You should be able to wire an additional light onto the other reversing light no problem!  You'll probably find that the reversing light comes of an Auxiliary fuse which serves another light such as a fog light, but the wiring should be more then capable of taking on that additional load.  If you need advise how to wire it in, just give me a shout, but it is quite straight forward.
Andy


----------



## t&s (Dec 18, 2008)

may be larger wattage bulbs are needed 
or a reversing light high up that would not get goverd in road dirt as easy as underslung lamps


----------



## Pioneer (Dec 19, 2008)

Thanks for your info, not really decided what to do about it as yet. May try larger wattage bulb first (cheapest option) and work from that. Didn't want to start drilling holes in the Bodywork, but the idea off fitting an extra light higher up the van would appear to be a good idea, preventing a lot of dirt/spray attaching itself to the lense. 

Thanks again and Best Wishes.

Happy Camping.

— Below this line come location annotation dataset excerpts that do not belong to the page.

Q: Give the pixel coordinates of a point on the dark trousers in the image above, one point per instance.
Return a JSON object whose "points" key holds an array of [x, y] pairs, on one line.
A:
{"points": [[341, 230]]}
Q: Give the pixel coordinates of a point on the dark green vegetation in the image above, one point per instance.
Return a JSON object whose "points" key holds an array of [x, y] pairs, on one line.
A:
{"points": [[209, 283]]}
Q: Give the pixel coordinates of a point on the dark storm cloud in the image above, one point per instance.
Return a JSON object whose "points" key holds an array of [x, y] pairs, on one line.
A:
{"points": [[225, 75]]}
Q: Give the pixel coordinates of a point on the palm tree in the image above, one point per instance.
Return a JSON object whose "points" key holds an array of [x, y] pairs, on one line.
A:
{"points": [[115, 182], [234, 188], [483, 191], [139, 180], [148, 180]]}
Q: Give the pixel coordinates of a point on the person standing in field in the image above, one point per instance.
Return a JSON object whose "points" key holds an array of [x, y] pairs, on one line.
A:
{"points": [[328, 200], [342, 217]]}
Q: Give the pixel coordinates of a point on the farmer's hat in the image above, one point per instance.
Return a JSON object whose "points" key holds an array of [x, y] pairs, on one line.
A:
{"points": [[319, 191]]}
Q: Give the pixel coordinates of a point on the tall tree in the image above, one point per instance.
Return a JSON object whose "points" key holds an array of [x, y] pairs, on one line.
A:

Bill.


----------



## flashingblade (Dec 19, 2008)

*underslung*

hi there. i have fitted two aux reversing lights under my back bumper. i have no problems with them dirtying up because i regularly check and clean all my lights. they are simple to wire up, use a scotch lock on the positive feed to the existing rev light and drill for a self tapper, local to lights for an earth. include an in-line fuse to cover any excess draw on your wiring loom. mine are two ring flood lights and are great for putting the van into dark holes !!
if you want to wire up properly, use a relay.


----------



## Pioneer (Dec 21, 2008)

Hi flashingblade,
your idea is what I had in mind, don't really want to drill holes in the bodywork, so I think this would be the best option. I have purchased one ring light and an inline fuse so just waiting for the rain to stop!

Happy Camping.


----------



## derekfaeberwick (Dec 23, 2008)

If you are using a *high wattage lamp* I would recommend you to use a relay. Not much extra work and minimal expense involved.Could save you lots of grief.


----------



## GARY ENGLISH (Dec 23, 2008)

*Light*

I have used a driving lamp underneath ,wired straight in.This is common on a lot of selfbuilds as well.Especially if you can get one for nothing ,as the perswon has smashed one and cant get a replacement.


----------



## BedfordMJ (Dec 24, 2008)

http://www.bedfordmj.co.uk/paint_job.htm
I have rear ones but most of what you need to be is at the side. In this pic in front of the rear wheels you can see mine which are halogen and face backwards and outwards.


----------



## BedfordMJ (Dec 24, 2008)

http://www.bedfordmj.co.uk/undercarriage_and_skirt.htm
Seen better here.


----------



## Nosha (Dec 25, 2008)

I fitted a 55w front fog lamp (spots have a beam that's too focused), but DO use a relay as the reverse lamp switch may not like an extra 5amps going through it!!


----------